Aschau – Bald fliegen sie wieder: am Sonntag, 16. Juni, starten 32 Paragleiter aus 20 Nationen in Salzburg bei der Red Bull X-Alps 2019 zu ihrem Flug nach Monaco. Als einziger Ort in Deutschland ist Aschau auch heuer wieder als Kontrollpunkt bei der neunten Red Bull X-Alps mit dabei.
Zum dritten Mal in der 16-jährigen Geschichte des Rennens kommen die Athleten am zweiten oder dritten Tag nach dem Start in Salzburg nach Aschau zur Kampenwand. Das Teilnehmerfeld ist in diesem Jahr wieder sehr gemischt: 30 Männer und zwei Frauen machen sich am 16. Juni in Salzburg auf den Weg nach Monaco. 1138 Kilometer beträgt die Strecke, die nur mit dem Paragleiter oder zu Fuß zurückgelegt werden muss.
Mit dabei ist wieder der Titelverteidiger Christian „Kriegel“ Maurer, der das Rennen fünfmal hintereinander gewann und nun auf den sechsten Titel hofft. Zum Kreis der Favoriten zählt auch jedes Jahr Paul Guschlbauer aus Österreich, der sein viertes Rennen macht. 16 Männer haben schon mehrfach teilgenommen, die meiste Erfahrung bringt Toma Coconea aus Rumänien mit, der sein achtes Rennen bestreitet; nur einmal in der Geschichte des Rennens fehlte er.
Mit Kinga Masztalerz aus Neuseeland und Dominika Kasieczko aus Polen sind in diesem Jahr wieder zwei Frauen im Feld vertreten, Deutschland stellt mit Manuel Nübel und dem Neuling Markus Anders zwei Teilnehmer. Die weiteste Anreise hatten Kaoru Ogisawa aus Japan und Chikyong Ha aus Südkorea sowie die beiden Neuseeländer Nick Neynens und Kinga Masztalerz. 15 Athleten nehmen als Neulinge zum ersten Mal an dem Rennen teil.
Die Route der Red Bull X-Alps 2019 wurde gegenüber der letzten von 2017 in einigen Streckenabschnitten geändert und gilt als die größte Herausforderung der 32 Athleten aus 20 Nationen. Sie haben sich viel vorgenommen auf ihrem Weg durch die Alpen. Nur zu Fuß und mit dem Paragleiter müssen 1138 Kilometer von Salzburg nach Monaco zurückgelegt werden. Dabei sind 13 Kontrollpunkte – die höchste Anzahl seit Anbeginn des Rennens – in sechs Ländern entlang der Alpen zu passieren. Die Route führt dabei durch Österreich, Deutschland, Italien, Schweiz, Frankreich und Monaco. Damit wird das härteste Abenteuerrennen der Welt noch anspruchsvoller und unvorhersehbarer als je zuvor.

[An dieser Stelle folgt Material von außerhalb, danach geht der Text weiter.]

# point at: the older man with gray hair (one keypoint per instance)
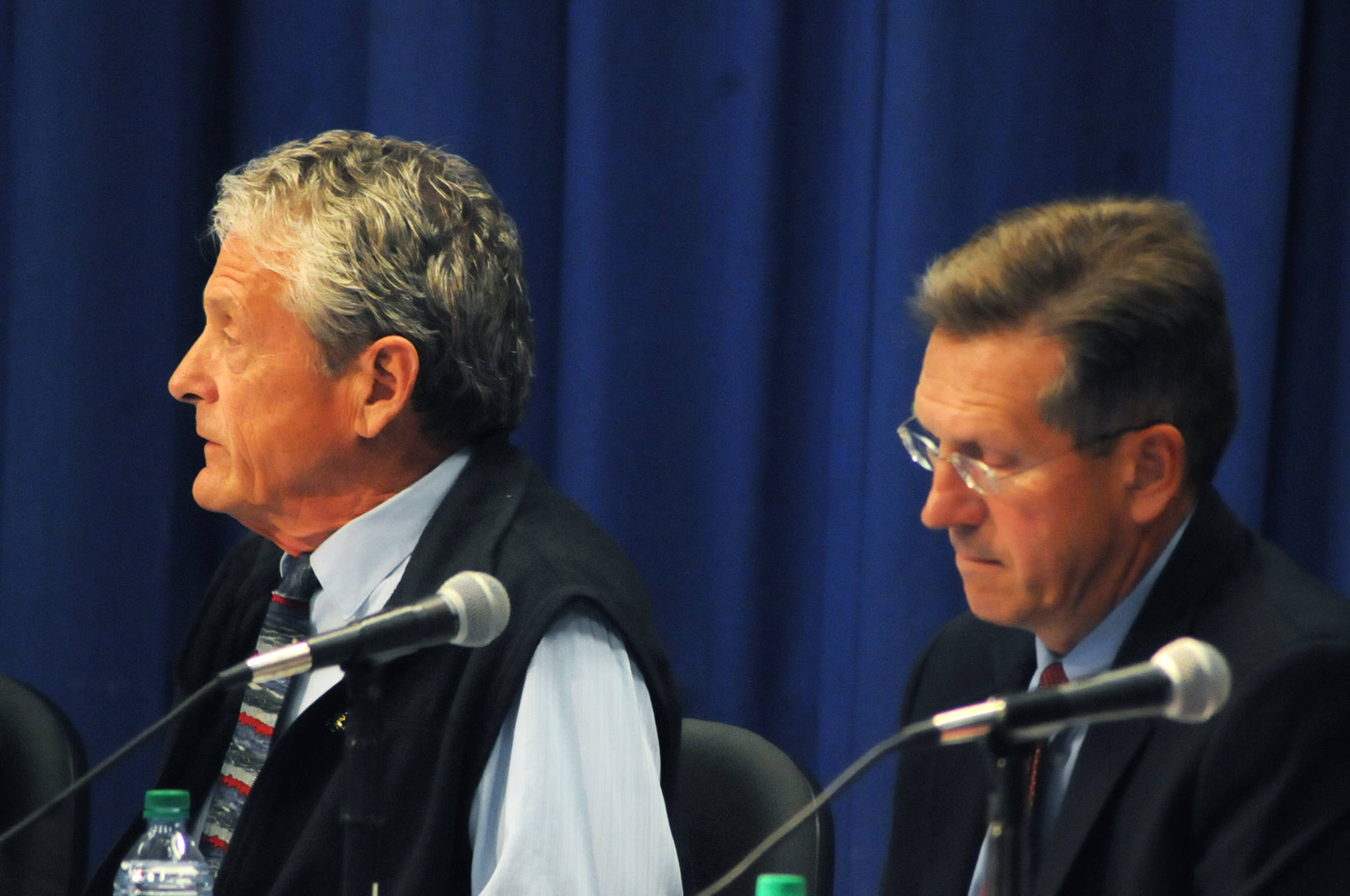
(367, 351)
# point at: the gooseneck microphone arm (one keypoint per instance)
(470, 609)
(207, 690)
(1187, 681)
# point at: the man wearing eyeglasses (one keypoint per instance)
(1076, 397)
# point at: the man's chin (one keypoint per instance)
(210, 493)
(995, 607)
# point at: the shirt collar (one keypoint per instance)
(357, 557)
(1097, 652)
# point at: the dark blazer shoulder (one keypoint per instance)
(966, 661)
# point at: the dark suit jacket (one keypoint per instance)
(442, 710)
(1256, 800)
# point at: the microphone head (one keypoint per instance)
(1200, 679)
(480, 602)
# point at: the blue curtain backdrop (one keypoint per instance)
(724, 207)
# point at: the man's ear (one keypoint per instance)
(388, 370)
(1156, 470)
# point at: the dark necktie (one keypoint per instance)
(1051, 677)
(287, 621)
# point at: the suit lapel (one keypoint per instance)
(1204, 551)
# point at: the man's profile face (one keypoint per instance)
(276, 426)
(1043, 552)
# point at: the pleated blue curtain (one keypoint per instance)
(724, 207)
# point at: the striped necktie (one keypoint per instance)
(287, 621)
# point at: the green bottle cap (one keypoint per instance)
(167, 806)
(780, 885)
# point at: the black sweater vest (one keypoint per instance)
(443, 708)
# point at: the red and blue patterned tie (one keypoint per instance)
(287, 621)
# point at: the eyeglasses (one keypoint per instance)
(978, 475)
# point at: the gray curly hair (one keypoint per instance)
(382, 237)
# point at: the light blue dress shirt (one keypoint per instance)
(1091, 656)
(570, 800)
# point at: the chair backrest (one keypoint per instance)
(735, 789)
(41, 753)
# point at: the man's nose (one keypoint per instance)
(189, 381)
(951, 502)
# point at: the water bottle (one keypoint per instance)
(780, 885)
(165, 861)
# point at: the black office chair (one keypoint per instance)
(41, 753)
(735, 789)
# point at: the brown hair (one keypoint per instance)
(1133, 293)
(382, 237)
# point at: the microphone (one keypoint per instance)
(470, 609)
(1186, 681)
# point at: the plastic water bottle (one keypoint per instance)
(165, 861)
(780, 885)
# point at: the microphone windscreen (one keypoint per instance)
(1200, 679)
(480, 602)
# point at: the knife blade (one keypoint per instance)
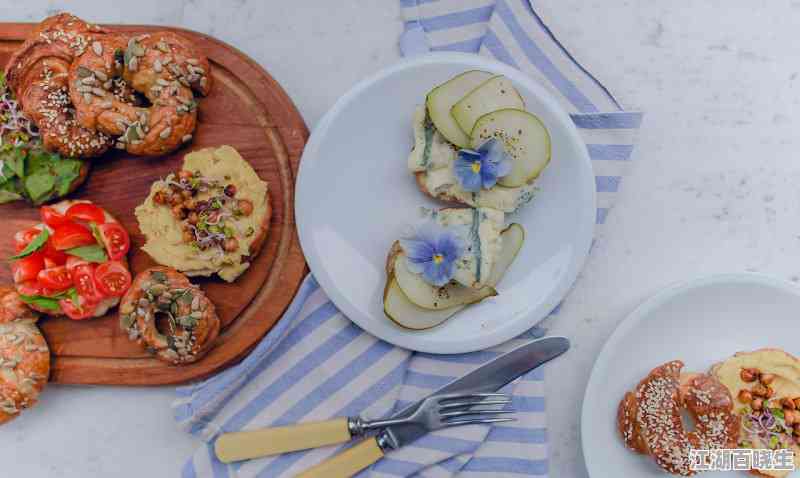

Nach der Bekanntgabe der heurigen Route haben die Athleten nur noch drei Monate Zeit, um sich auf die bevorstehende Herausforderung vorzubereiten. Die Route wird die Abenteurer in sowohl bekannte als auch neue Gebiete und unbekanntes Gelände führen – garantiert sind täglich steinige Aufstiege, spektakuläre Flüge und wesentliche strategische Entscheidungen – eine Herausforderung für Körper und Geist. Die intensive Analyse und Planung der Route ist ein entscheidender Aspekt für alle Teilnehmer; eine Vorhersage, wer sich den Titel in diesem Jahr holen wird, ist unmöglich.
Zu viele äußerliche Einflüsse, wie Wind und Wetter, wirken auf die Athleten ein, aber mit den besten Abenteuerathleten der Welt wird es definitiv ein unvergessliches Rennen.
Der Gewinner muss sowohl mental als auch körperlich topfit sein und einerseits sehr gut vorausplanen, aber auch kurzfristig die richtigen Entscheidungen treffen können – und ein wenig Glück gehört auch dazu.
Jeder Schritt der 32 Teilnehmer wird dabei von fortschrittlicher Live-Tracking-Technologie erfasst und für die Fans zugänglich gemacht. Unter www.redbullxalps.com kann sich jeder bereits jetzt über das Rennen informieren und dann im Juni vom Start bis zum Ziel die Leistungen jedes einzelnen Athleten verfolgen.